When you’re at 30,000 feet, you can’t just open a window to air things out. The air is recycled, which means that you’re breathing in everyone’s coughs, sneezes, burps and farts for the whole flight. And when someone really lets one rip, it can ruin your day.
Over the weekend, an American Airlines flight landed in Raleigh, North Carolina, but the plane was filled with what smelled like a nasty fart. It was so bad that crew members complained of eye irritation and headaches. The airport’s investigation of the incident blames flatulence as the cause.
The airline has refused to confirm whether farts are to blame, but insists that if such a thing were true, he who smelt it, dealt it.

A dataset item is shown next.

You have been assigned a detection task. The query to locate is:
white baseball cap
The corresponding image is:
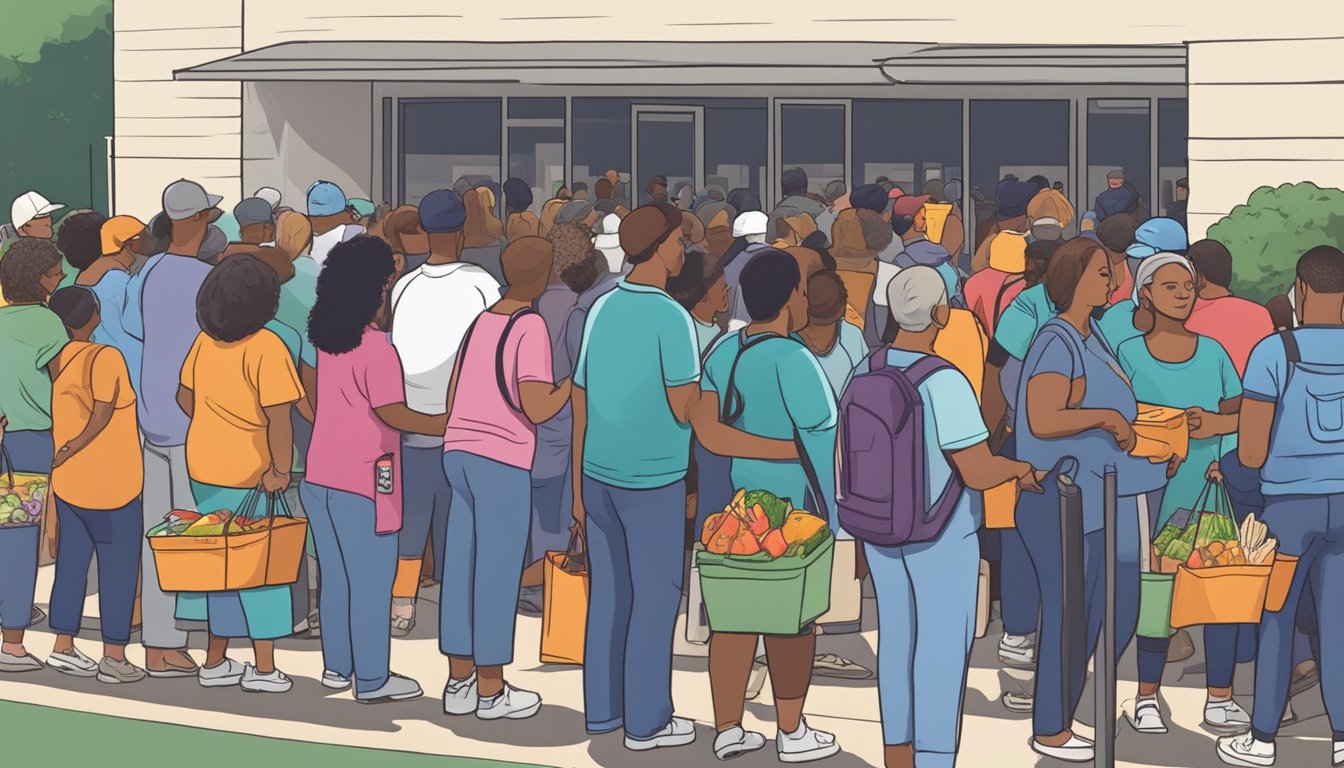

Hey, parents: when your child brings something in for show and tell, make sure you know what they’re bringing beforehand. You know, just in case. This is especially important if they decide to bring something that is yours rather than theirs. After all, this isn’t the seventies anymore, and not everything needs to be passed around the room.
OK, so the U.S. Supreme Court has good news and bad news. Which would you like first?
We’re sorry. You should speak up louder when addressing your computer, especially if you’re at work. We’ll just assume you said, “Good news first.”
The good news is that if you’re a a juvenile delinquent, then you can no longer receive a life sentence for your crimes unless you kill someone … intentionally. So, this is kind of bad news if you’re a parent and lack the stones to “take out” the bad seed you “brought in to this world.” The system won’t do it for you anymore. (That’s not our “bad news,” though.)
The bad news is that you can still be held indefinitely for sex crimes, which are not murder. So, if you’re gonna have sex with your high school girlfriend (assuming you’re in high school or a famous film director), make sure you have her parents’ consent first.
So, keep your hands gloved and your hard drive clean; otherwise, you’re grounded for life.